My neighbour who worked for Eurobrokers was aware that something had happened in the North tower, but wasn’t sure what was going on. The fire alarms went off on his floor (84th of South tower) and he didn’t feel comfortable and decided to leave. It took him well over an hour to get down the stairs....meanwhile an announcement came over the tannoy that it was a false alarm and that personnel could return to their desks. He said that almost all the Japanese colleagues from his floor returned upstairs. He chose not to. It turned out that the terrorist piloting the second plane ‘strafed’ (tilted) the wings to create more impact and the 84th floor was hit. The woman at the Newcomer’s Club meeting eventually heard that her (British) husband survived. Sadly in the next town over a British guy working at the WTC - I think his name was Ian Thompson or Thomson - perished.

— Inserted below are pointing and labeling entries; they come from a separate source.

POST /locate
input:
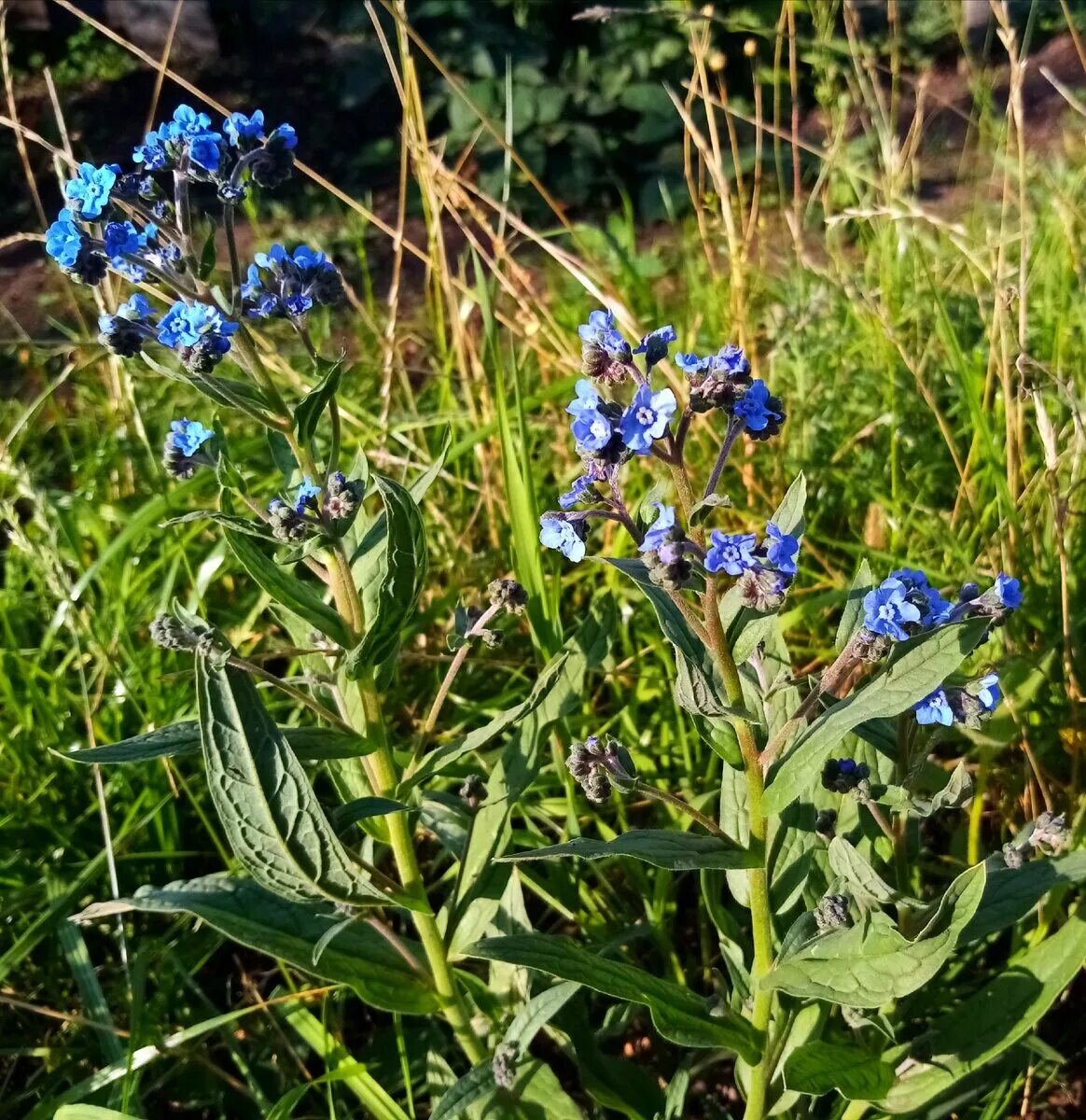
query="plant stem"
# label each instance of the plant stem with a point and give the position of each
(760, 913)
(670, 799)
(458, 660)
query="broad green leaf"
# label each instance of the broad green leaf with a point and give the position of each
(307, 415)
(288, 589)
(309, 743)
(989, 1022)
(1011, 893)
(871, 962)
(852, 613)
(678, 851)
(818, 1068)
(863, 879)
(269, 810)
(443, 757)
(246, 913)
(677, 1013)
(391, 600)
(912, 676)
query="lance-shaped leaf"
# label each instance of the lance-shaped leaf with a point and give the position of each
(677, 1013)
(818, 1068)
(270, 813)
(989, 1022)
(286, 589)
(184, 738)
(678, 851)
(923, 666)
(395, 578)
(870, 963)
(246, 913)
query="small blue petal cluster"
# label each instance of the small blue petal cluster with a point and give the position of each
(186, 437)
(288, 285)
(906, 604)
(968, 704)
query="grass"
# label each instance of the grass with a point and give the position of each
(929, 356)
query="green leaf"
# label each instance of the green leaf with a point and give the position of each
(440, 760)
(677, 1013)
(818, 1068)
(286, 589)
(921, 669)
(246, 913)
(870, 963)
(269, 810)
(391, 599)
(852, 613)
(678, 851)
(307, 415)
(184, 738)
(1010, 894)
(989, 1022)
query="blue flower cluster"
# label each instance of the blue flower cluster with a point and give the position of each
(288, 285)
(967, 705)
(906, 604)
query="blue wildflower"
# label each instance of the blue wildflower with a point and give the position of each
(660, 531)
(647, 418)
(565, 537)
(654, 345)
(885, 609)
(781, 550)
(934, 709)
(307, 491)
(64, 240)
(1008, 591)
(760, 413)
(90, 189)
(592, 429)
(731, 553)
(239, 127)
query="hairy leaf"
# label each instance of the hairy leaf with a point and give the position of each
(912, 676)
(677, 1013)
(678, 851)
(269, 810)
(246, 913)
(818, 1068)
(288, 589)
(989, 1022)
(871, 962)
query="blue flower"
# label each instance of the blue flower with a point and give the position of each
(188, 436)
(781, 550)
(151, 154)
(188, 324)
(654, 345)
(580, 488)
(756, 408)
(731, 553)
(592, 429)
(90, 189)
(647, 418)
(1008, 591)
(691, 363)
(238, 127)
(306, 492)
(934, 709)
(986, 692)
(555, 533)
(885, 609)
(121, 238)
(659, 532)
(204, 151)
(64, 240)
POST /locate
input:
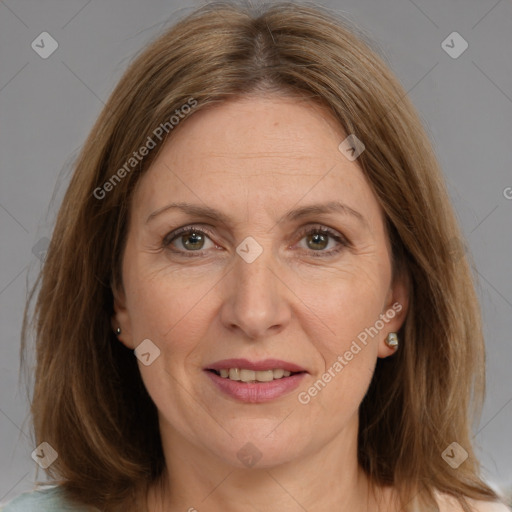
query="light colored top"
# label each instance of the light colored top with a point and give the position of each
(48, 499)
(51, 499)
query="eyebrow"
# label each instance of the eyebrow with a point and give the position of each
(292, 215)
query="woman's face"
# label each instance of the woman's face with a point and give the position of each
(262, 270)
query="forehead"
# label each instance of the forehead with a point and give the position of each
(255, 152)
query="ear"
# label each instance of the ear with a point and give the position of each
(121, 317)
(394, 312)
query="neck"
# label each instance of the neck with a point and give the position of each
(329, 478)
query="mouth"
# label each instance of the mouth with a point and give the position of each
(255, 382)
(252, 376)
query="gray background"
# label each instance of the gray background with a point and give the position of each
(47, 107)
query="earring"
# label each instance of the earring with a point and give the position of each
(392, 340)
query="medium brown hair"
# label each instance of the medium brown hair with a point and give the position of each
(89, 401)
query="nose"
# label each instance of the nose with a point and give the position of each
(257, 300)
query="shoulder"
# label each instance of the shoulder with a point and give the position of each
(50, 499)
(449, 504)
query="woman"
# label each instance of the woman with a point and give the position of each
(258, 216)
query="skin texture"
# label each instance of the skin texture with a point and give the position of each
(254, 159)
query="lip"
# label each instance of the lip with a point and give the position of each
(267, 364)
(256, 392)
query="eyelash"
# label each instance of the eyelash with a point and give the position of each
(322, 230)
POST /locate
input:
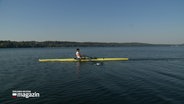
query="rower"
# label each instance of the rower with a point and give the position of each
(78, 55)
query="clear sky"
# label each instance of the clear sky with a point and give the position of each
(147, 21)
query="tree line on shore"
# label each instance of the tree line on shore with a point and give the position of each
(31, 44)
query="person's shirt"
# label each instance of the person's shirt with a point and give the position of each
(78, 54)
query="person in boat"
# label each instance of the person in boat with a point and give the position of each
(78, 55)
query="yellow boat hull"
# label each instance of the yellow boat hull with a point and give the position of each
(82, 60)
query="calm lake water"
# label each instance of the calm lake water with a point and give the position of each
(153, 75)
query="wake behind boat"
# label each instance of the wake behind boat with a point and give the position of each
(82, 60)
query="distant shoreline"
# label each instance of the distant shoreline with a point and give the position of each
(37, 44)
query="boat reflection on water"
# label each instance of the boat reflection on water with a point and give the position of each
(80, 64)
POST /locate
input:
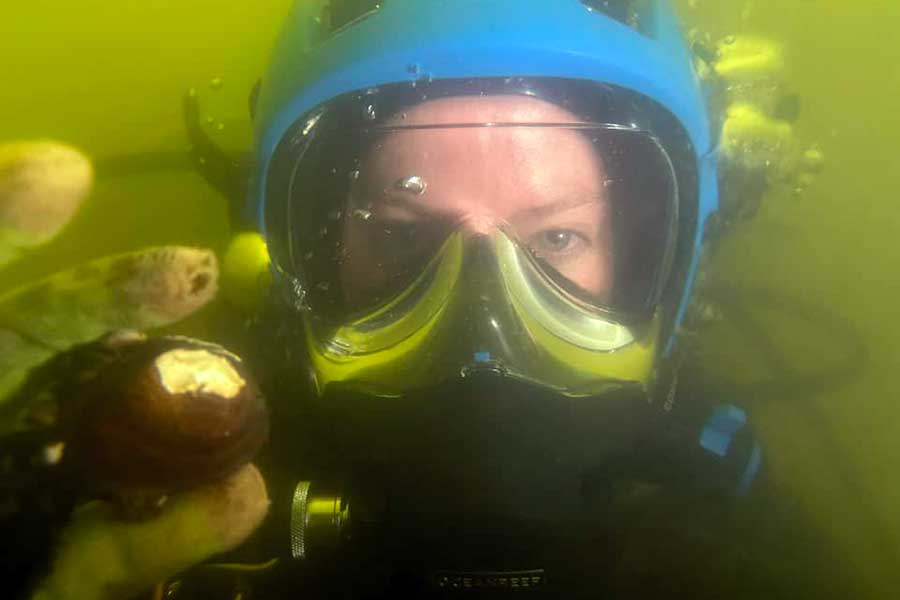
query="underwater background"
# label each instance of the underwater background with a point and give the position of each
(109, 78)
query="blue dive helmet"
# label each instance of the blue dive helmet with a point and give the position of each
(623, 64)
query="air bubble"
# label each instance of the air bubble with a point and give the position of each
(413, 183)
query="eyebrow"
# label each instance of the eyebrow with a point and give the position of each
(406, 201)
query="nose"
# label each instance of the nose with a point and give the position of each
(478, 224)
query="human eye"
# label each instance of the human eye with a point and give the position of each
(556, 244)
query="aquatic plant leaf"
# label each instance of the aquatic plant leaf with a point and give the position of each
(140, 290)
(42, 186)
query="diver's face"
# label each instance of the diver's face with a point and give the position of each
(542, 186)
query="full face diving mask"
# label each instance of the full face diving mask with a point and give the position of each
(428, 251)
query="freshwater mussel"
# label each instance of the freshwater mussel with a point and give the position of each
(134, 419)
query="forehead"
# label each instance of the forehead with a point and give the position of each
(484, 109)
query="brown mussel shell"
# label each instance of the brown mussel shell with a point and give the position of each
(154, 414)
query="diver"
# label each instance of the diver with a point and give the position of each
(485, 223)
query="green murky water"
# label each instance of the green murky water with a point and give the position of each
(109, 77)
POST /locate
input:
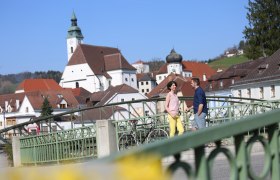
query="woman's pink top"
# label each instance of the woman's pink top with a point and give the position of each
(173, 105)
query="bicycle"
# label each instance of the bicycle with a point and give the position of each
(136, 135)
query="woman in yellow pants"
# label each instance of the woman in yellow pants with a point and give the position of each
(172, 108)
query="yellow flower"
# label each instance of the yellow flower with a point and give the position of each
(146, 167)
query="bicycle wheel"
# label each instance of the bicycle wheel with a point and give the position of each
(156, 135)
(126, 141)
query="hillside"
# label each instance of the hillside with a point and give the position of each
(226, 62)
(8, 83)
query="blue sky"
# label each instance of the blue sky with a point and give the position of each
(33, 33)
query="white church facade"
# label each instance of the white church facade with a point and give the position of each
(94, 68)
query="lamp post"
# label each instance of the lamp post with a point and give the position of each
(4, 119)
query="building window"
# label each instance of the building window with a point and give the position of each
(11, 122)
(239, 93)
(44, 129)
(249, 93)
(261, 93)
(221, 83)
(272, 88)
(62, 106)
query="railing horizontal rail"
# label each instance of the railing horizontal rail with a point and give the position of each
(199, 138)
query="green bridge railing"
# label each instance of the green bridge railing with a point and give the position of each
(239, 160)
(67, 145)
(61, 146)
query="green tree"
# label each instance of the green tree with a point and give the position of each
(263, 31)
(46, 108)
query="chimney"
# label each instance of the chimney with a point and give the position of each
(204, 77)
(17, 104)
(6, 106)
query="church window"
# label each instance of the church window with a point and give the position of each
(221, 83)
(62, 106)
(249, 93)
(54, 128)
(261, 93)
(239, 93)
(272, 88)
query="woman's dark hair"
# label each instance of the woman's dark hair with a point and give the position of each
(195, 79)
(170, 84)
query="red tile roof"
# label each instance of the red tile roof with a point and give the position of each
(104, 96)
(11, 100)
(29, 85)
(140, 62)
(198, 69)
(36, 98)
(81, 95)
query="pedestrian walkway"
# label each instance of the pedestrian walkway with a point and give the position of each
(3, 160)
(188, 155)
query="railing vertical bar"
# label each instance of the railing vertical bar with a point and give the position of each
(273, 134)
(201, 163)
(241, 157)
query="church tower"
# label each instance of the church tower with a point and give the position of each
(74, 36)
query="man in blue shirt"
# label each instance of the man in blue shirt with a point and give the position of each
(199, 105)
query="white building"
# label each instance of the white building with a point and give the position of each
(21, 107)
(175, 65)
(123, 93)
(141, 67)
(94, 68)
(262, 81)
(146, 82)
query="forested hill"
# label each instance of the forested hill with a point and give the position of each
(8, 83)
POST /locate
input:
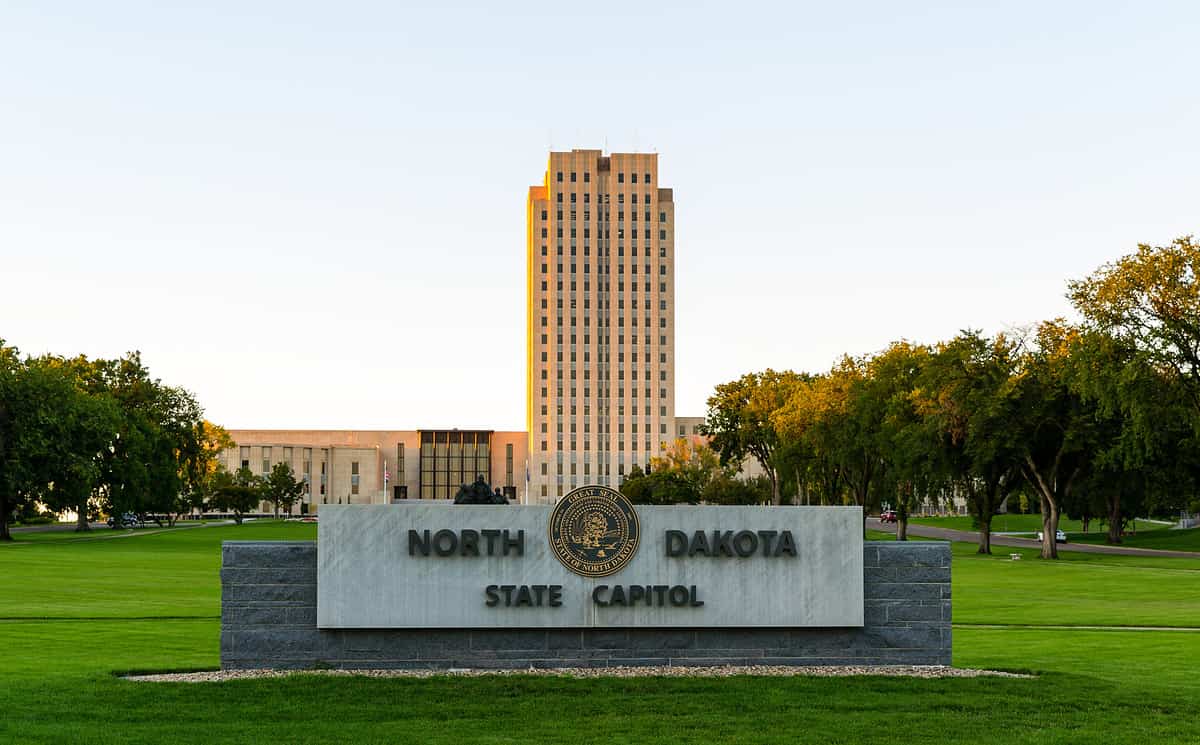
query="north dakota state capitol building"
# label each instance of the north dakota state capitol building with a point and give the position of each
(600, 370)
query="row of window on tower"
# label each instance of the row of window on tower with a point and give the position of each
(621, 176)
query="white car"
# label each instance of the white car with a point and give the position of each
(1059, 536)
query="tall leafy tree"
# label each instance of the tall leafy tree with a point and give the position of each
(239, 492)
(965, 400)
(1150, 300)
(160, 454)
(739, 420)
(79, 434)
(1056, 427)
(281, 487)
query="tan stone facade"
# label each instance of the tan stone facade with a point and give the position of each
(347, 466)
(600, 319)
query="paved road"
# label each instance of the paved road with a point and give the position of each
(54, 528)
(1007, 540)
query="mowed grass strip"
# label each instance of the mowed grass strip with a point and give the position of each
(1110, 686)
(1162, 540)
(64, 692)
(111, 574)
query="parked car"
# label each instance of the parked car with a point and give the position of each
(127, 520)
(1059, 536)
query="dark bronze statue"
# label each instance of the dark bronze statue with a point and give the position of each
(479, 493)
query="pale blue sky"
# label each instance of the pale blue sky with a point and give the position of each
(312, 215)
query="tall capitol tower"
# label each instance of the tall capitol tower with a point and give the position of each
(600, 385)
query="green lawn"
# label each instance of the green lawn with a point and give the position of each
(1165, 540)
(73, 611)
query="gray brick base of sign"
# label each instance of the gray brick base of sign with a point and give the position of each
(269, 620)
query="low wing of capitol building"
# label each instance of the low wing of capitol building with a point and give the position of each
(351, 466)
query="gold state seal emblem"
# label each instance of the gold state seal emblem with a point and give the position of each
(594, 530)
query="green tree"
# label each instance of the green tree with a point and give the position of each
(23, 408)
(1056, 427)
(78, 436)
(688, 467)
(238, 493)
(1150, 300)
(159, 454)
(739, 420)
(964, 397)
(727, 488)
(281, 487)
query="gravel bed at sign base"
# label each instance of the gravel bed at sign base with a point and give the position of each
(892, 671)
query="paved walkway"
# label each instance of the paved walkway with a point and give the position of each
(972, 536)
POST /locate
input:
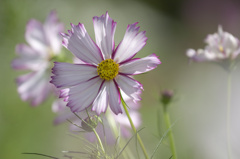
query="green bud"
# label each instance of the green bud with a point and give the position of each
(89, 123)
(166, 97)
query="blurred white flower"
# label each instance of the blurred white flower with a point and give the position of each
(44, 44)
(220, 46)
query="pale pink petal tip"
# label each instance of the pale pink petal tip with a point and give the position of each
(133, 41)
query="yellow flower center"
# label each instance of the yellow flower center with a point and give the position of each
(108, 69)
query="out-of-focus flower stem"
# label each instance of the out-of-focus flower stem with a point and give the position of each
(228, 115)
(126, 153)
(134, 129)
(171, 138)
(99, 140)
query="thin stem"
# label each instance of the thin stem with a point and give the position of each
(228, 116)
(171, 138)
(134, 129)
(99, 140)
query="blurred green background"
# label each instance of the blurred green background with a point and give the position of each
(172, 26)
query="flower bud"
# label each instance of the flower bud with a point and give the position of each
(89, 123)
(166, 97)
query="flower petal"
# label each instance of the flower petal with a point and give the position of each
(81, 45)
(140, 65)
(67, 75)
(130, 87)
(132, 42)
(34, 87)
(104, 28)
(114, 96)
(82, 95)
(36, 37)
(52, 28)
(29, 59)
(101, 102)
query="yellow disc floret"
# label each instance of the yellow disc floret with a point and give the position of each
(108, 69)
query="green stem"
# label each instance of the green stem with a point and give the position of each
(134, 129)
(126, 152)
(99, 140)
(171, 138)
(228, 116)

Another British expat family resident in neighbouring Chatham, New Jersey, also suffered a personal tragedy. The husband (sorry I’ve forgotten his name) was killed at the WTC. The wife and young children discovered that they would have to be deported back to the UK; they had filed for Green Cards but were still awaiting approval and were therefore still on visas. The visas are terminated when the main visa holder dies. The wife and children wanted to stay in the US; they were very involved with the Jehovah’s Witnesses and the congregation were very supportive; they arranged meetings with the State Senator and other government officials and were given special dispensation to remain in the USA.

For many weeks afterwards the single bell would ring at the Roman Catholic Church 2 blocks behind my house. There were dozens of funeral and memorial services.....empty coffins as there were few intact bodies. The posters on the lamp posts and telegraph poles became tatty. If I was driving on the Interstate 78 near Newark airport or to go to IKEA I kept looking for the twin towers which were no longer there.....but for months afterwards there was smoke rising from the rubble.

I also remember the twin blue laser lights pointing into the sky every 9/11 afterwards. Our town put up plaques at Millburn and Short Hills train stations (as did all the towns on the train lines) with the names of the deceased, for ‘those that rode the rails that morning and did not return’ (or very similar words). Also a tree. Every 9/11 an American flag is placed next to the flag, with flowers, candles and a small pile of stones for the Jewish dead.

SquirryTheSquirrel · 10/09/2021 21:38

I was at home. I used to work weekends and have a couple of days off in the week. I didn't used to have the TV on so I didn't find out about it until a couple of hours after it had happened - when I fired up the modem and logged onto MSN chat, and everyone was talking about it, at which point I switched the TV on.

Iimaginethiswillbefun · 10/09/2021 21:50

I was at my office in London. Rumours started flying. Tried to get on internet it was down.

I was the office manager, staff started panicking, I closed the office and told everyone to go home immediately. There was a rumours that someone was going to fly into Canary Wharf??

I sat on the train home everyone was in complete silence. The train was rammed. My ex dick of a husband wouldn’t leave the pub. I left him there. Pretty much decided that day I wanted a divorce.

JorisBonson · 10/09/2021 21:51

Proper shivers reading some of these.

DH and I watched the ITV tonight that was on earlier this week. It still doesn't even look real.